Feedback-error learning (FEL) neural network was developed for control of a powered trans-femoral prosthesis. Nonlinearities and time-variations of the dynamics of the plant, in addition to redundancy and dynamic uncertainty during the double support phase of walking, makes conventional control methods very difficult to use. Rule-based control, which uses a knowledge base determined by machine learning and finite automata method is limited since it does not respond well to perturbations and environmental changes. FEL can be regarded as a hybrid control, because it combines nonparametric identification with parametric modeling and control. This paper presents simulation of a powered trans-femoral prosthesis controlled by a FEL neural network. Results suggest that FEL can be used to identify inverse dynamics of an arbitrary trans-femoral prosthesis during simple single joint movements (e.g., sinusoidal oscillations). The identified inverse dynamics then allows the tracking of an arbitrary trajectory such as a desired walking pattern within a multijoint structure. Simulation shows that the identified controller responds correctly when the leg motion is exposed to a perturbation such as a frequent change of the ground reaction force or the hip joint torque generated by the user.
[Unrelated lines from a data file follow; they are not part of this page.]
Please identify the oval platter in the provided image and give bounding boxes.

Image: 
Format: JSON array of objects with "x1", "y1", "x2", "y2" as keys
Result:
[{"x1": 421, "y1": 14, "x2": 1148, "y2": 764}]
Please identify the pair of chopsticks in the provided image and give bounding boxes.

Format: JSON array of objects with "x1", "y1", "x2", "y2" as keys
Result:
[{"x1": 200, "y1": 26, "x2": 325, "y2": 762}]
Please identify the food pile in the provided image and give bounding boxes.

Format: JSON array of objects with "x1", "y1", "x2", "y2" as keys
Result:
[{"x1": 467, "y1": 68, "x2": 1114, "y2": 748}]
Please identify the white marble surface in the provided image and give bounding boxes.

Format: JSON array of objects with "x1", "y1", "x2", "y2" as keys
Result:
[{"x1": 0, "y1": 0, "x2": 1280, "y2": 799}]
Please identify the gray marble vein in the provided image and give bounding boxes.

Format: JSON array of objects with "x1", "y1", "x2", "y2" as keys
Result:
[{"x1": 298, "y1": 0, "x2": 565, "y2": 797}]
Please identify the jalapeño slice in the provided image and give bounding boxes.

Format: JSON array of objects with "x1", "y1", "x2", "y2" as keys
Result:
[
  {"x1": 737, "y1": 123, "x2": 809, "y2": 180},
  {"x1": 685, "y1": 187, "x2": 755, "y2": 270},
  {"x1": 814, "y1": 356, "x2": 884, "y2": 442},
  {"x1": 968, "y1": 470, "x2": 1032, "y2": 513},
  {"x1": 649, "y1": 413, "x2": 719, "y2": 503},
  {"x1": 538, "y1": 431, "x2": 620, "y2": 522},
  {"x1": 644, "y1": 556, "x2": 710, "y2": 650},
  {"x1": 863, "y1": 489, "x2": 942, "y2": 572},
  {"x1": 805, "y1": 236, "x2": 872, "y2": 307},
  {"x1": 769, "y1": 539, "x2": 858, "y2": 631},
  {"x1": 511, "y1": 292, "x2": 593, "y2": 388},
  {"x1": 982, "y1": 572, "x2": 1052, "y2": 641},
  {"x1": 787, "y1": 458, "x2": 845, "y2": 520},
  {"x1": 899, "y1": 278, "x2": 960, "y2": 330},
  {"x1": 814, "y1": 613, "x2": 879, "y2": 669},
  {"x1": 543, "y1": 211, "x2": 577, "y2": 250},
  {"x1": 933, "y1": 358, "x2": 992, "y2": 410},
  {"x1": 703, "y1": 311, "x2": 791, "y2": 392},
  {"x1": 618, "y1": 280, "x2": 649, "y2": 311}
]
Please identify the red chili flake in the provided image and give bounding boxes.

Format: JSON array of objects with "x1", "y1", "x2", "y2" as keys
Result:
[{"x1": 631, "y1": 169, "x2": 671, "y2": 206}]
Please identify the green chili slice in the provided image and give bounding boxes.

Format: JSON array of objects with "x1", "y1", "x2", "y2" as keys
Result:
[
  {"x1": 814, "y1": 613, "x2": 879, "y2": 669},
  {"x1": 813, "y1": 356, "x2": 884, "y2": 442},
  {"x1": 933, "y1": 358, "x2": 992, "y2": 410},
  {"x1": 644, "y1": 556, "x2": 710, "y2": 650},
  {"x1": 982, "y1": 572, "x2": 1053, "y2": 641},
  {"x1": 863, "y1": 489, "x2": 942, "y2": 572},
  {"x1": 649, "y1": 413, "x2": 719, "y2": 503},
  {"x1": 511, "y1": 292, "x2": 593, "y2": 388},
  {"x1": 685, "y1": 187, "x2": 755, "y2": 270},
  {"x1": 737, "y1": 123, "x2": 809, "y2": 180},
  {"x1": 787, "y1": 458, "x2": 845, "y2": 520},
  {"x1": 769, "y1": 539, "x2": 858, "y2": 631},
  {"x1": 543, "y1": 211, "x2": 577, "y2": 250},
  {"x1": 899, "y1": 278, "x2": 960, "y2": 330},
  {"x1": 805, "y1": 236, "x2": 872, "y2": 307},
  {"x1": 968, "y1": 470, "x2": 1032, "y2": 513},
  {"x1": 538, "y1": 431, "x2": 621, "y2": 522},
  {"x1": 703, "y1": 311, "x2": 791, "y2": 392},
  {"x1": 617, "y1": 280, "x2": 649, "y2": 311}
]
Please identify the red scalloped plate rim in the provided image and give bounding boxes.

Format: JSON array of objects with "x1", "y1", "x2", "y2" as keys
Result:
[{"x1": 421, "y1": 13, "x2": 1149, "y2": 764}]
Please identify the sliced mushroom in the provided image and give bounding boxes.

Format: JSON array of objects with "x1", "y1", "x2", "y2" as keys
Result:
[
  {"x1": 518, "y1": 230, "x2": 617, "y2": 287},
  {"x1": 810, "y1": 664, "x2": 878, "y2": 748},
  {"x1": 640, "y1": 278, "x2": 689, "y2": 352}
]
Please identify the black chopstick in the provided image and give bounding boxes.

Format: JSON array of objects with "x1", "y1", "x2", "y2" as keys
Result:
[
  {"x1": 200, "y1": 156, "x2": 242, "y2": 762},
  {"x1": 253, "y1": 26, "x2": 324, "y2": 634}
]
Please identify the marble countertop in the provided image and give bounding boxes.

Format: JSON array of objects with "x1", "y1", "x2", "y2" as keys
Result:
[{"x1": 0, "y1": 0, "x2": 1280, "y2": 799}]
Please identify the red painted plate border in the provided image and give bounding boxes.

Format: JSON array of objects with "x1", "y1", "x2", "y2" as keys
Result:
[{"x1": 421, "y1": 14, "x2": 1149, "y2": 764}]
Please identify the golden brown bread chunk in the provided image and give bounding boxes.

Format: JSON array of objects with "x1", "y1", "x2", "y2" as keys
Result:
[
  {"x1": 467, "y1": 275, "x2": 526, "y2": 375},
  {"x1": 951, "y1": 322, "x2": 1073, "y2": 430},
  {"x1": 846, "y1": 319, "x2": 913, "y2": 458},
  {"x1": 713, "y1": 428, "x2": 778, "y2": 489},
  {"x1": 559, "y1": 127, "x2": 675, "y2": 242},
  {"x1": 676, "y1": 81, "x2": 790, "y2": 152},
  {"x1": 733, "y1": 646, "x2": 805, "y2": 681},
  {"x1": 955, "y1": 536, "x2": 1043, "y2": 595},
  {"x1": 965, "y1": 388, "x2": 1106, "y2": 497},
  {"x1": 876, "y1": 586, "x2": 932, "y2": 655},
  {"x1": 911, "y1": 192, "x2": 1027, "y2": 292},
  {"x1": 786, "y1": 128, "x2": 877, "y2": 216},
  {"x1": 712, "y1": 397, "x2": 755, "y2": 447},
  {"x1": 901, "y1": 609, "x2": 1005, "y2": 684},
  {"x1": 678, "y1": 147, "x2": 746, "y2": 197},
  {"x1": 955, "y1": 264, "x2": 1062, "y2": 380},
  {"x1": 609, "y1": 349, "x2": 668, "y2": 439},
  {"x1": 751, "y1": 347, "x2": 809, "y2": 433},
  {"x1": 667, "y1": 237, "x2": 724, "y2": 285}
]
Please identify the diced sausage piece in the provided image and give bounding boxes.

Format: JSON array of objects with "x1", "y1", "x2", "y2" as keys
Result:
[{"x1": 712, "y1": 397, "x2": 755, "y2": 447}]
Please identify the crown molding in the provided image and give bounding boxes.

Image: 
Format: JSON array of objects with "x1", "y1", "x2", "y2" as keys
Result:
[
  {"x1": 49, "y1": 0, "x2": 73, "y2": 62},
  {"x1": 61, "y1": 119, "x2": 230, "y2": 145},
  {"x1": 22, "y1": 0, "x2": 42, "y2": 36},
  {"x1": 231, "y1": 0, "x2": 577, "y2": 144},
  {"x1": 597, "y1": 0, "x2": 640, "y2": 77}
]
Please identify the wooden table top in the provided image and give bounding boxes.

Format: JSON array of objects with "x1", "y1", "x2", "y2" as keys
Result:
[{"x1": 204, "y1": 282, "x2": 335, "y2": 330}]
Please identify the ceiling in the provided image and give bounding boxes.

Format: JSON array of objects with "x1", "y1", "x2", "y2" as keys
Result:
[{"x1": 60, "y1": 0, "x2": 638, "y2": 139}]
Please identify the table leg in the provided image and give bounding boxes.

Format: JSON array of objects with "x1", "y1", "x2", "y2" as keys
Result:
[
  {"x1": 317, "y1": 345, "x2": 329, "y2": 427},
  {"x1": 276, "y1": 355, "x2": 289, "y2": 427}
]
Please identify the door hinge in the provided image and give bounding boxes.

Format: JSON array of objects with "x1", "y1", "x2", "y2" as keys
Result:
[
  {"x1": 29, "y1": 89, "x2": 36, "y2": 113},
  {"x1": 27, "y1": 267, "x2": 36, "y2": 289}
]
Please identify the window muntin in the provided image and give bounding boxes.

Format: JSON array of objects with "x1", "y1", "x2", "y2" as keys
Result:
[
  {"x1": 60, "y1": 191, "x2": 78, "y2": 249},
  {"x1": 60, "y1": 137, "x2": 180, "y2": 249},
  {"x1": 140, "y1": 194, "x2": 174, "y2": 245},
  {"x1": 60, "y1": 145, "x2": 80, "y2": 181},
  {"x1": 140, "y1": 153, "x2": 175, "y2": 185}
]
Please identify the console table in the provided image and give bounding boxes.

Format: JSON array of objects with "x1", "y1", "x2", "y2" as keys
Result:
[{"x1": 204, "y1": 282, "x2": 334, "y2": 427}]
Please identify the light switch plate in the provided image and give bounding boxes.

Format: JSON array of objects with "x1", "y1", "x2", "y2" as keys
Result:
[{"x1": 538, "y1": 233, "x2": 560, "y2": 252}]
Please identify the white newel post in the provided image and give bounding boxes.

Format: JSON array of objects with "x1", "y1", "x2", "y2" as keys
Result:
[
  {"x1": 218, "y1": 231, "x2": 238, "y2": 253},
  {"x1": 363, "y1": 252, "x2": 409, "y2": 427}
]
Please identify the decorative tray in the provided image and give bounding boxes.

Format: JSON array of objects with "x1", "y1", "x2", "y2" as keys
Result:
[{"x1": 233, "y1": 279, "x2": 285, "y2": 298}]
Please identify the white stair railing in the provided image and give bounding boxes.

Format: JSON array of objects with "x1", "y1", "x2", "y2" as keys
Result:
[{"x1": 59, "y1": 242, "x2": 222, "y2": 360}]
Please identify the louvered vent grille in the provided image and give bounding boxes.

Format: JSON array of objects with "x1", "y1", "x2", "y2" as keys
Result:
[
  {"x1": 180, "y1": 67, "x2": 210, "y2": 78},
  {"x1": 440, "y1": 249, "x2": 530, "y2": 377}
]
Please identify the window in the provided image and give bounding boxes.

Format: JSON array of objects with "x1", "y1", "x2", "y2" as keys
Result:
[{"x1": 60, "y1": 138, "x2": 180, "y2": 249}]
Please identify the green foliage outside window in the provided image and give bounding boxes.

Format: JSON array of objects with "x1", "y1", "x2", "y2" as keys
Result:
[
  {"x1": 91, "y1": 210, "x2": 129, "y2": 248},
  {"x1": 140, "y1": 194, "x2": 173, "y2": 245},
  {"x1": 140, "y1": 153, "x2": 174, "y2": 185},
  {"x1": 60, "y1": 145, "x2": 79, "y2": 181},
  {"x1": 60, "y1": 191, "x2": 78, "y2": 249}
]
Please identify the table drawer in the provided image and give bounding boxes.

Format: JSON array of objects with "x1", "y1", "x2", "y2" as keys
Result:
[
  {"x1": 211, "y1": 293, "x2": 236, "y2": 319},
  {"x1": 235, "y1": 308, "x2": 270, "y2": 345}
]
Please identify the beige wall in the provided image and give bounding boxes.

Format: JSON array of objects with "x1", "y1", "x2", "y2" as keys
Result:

FEL eliminates the need for precise, tedious, and complex identification of model parameters.

经股假体的反馈误差学习神经网络。
应用反馈误差学习(FEL)神经网络控制动力股骨假体。系统动力学的非线性和时变,加上行走双支撑阶段的冗余和动态不确定性,使得传统的控制方法难以应用。基于规则的控制,它使用由机器学习和有限自动机方法确定的知识库,由于它不能很好地响应扰动和环境变化而受到限制。FEL可以看作是一种混合控制,因为它将非参数辨识与参数建模和控制相结合。本文介绍了一种由FEL神经网络控制的动力股骨假体的仿真。结果表明,在简单的单关节运动(如正弦振荡)期间,FEL可以用于识别任意经股假体的逆动力学。识别的逆动力学然后允许跟踪任意轨迹,例如在多关节结构中期望的行走模式。仿真结果表明,当腿部运动受到扰动(如地面反作用力的频繁变化或用户产生的髋关节扭矩)时,所识别的控制器能够正确响应。FEL消除了精确、繁琐和复杂的模型参数识别的需要。
本文章由计算机程序翻译,如有差异,请以英文原文为准。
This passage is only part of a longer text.